In this notebook we will be use XLM-RoBERTa. <br><br>
Our 1st step is to import "symanto/xlm-roberta-base-snli-mnli-anli-xnli". So this is a pre-trained model based on the XLM-RoBERTa architecture, which has been further fine-tuned on the SNLI, MNLI, ANLI, and XNLI datasets. Let's unpack what these abbreviations mean:

1. XLM-RoBERTa: XLM-RoBERTa (Cross-lingual Language Model - RoBERTa) is a variant of the RoBERTa model that is designed to work with texts in multiple languages. It was developed by the Facebook AI team and trained on a large corpus of text from 100 languages.
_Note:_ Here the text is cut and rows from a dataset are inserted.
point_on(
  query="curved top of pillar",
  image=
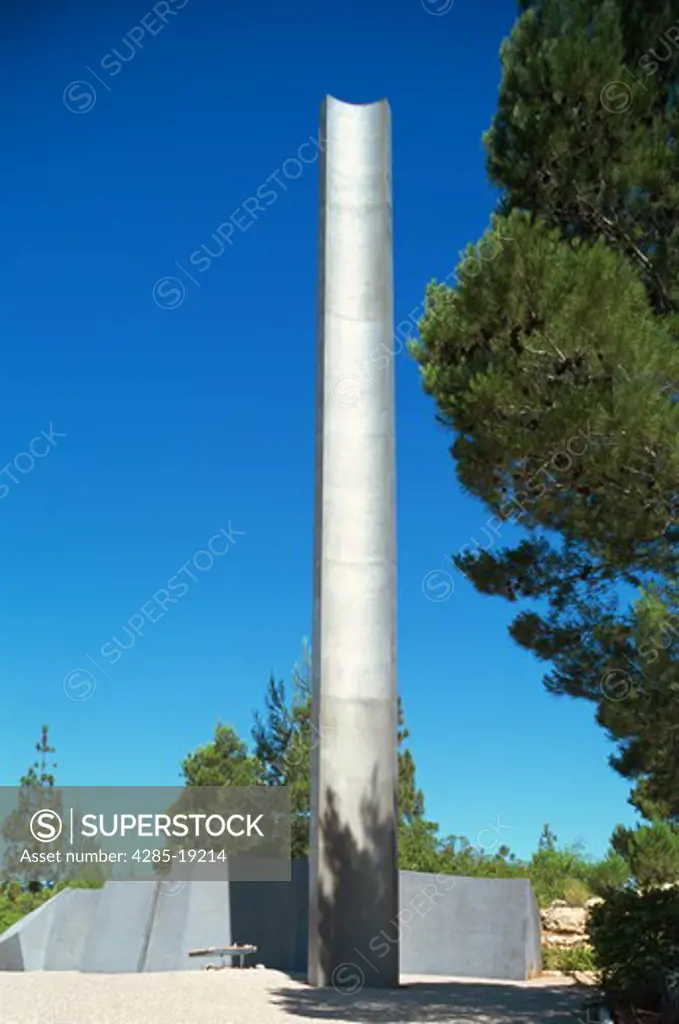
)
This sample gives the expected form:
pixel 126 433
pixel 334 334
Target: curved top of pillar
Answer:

2. SNLI: The Stanford Natural Language Inference Corpus is a dataset for the task of natural language inference (NLI), consisting of sentences annotated for 'entailment', 'contradiction', or 'neutrality' relations.

3. MNLI: The Multi-Genre Natural Language Inference Corpus is another dataset for the NLI task, which incorporates a variety of genres and text sources.

4. ANLI: The Adversarial Natural Language Inference task is a dataset consisting of several 'rounds' of NLI tasks, each progressively more difficult.

5. XNLI: The Cross-lingual Natural Language Inference Corpus is a multilingual dataset for the NLI task, based on MNLI but translated into 15 languages.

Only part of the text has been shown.